The most robust previous phylogenetic hypotheses for the chickadees used mtDNA to determine that Poecile includes two well-defined groups: ([hudsonicus, rufescens], cinctus) and (atricapillus, gambeli) (Gill et al. 2005; see also Johansson et al. 2013). However, the relationships among these groups relative to each other and the two remaining species, P. carolinensis and P. sclateri, were poorly resolved (Gill et al. 2005). One surprising result was that the morphologically similar species P. atricapillus and P. carolinensis were not sister taxa. Rather, the more morphologically and behaviorally divergent species P. atricapillus and P. gambeli were sister in the mtDNA tree, a relationship consistent with previous reconstructions based on mtDNA restriction site character matrices (Gill et al. 1993).

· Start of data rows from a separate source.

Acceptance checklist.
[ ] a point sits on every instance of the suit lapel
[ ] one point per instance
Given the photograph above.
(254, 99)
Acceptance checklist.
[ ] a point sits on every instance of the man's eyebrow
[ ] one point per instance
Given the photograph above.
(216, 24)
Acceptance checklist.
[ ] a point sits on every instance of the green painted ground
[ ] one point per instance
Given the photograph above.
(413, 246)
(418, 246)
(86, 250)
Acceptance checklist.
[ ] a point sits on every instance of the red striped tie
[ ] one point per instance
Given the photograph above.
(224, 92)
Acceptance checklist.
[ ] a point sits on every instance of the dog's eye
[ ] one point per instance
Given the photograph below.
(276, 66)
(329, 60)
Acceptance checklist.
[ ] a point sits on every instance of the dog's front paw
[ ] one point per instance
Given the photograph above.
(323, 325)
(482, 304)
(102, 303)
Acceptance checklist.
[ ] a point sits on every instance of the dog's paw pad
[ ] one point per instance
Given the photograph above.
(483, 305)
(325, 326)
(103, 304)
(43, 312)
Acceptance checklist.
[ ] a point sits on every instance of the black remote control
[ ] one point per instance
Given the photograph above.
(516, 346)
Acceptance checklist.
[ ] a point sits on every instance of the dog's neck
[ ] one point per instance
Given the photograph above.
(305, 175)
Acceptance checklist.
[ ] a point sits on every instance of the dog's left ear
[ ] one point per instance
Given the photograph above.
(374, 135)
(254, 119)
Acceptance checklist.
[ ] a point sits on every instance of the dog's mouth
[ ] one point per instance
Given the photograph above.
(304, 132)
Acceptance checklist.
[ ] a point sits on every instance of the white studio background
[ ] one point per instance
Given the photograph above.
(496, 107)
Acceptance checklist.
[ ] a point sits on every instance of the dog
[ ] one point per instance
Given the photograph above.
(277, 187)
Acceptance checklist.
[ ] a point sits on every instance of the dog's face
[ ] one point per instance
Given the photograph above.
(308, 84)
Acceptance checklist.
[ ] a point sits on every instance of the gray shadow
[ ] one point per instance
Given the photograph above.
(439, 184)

In this study, we also test for evidence of gene flow between three Poecile species known to hybridize: P. atricapillus, P. gambeli, and P. carolinensis. Poecile atricapillus and P. carolinensis have long been known to hybridize along an extensive zone of contact in eastern North America (Robbins et al. 1986; Bronson et al. 2001; Reudink et al. 2007). Poecile atricapillus and P. gambeli occasionally hybridize in the mountains of western North America (Curry 2005). Gene flow among species is a potential source of gene tree discordance (Slatkin and Maddison 1989; Maddison 1997). The difficulty of distinguishing instances of incongruence stemming from ILS or gene flow has impeded the development of phylogenetic methods that can accommodate both the processes simultaneously (but see Kubatko 2009; Yu et al. 2012), yet failing to account for gene flow during species tree estimation effects parameter estimation (Leaché et al. 2013). Here, we test if gene flow influences species tree estimation even when species sampling is specifically designed to decrease the signal of hybridization. Sampling species from distant populations may help mitigate potentially confounding affects of gene flow. However, it is especially important to measure gene flow in this group, as it is a potential source of conflict between the nuclear and mitochondrial gene trees.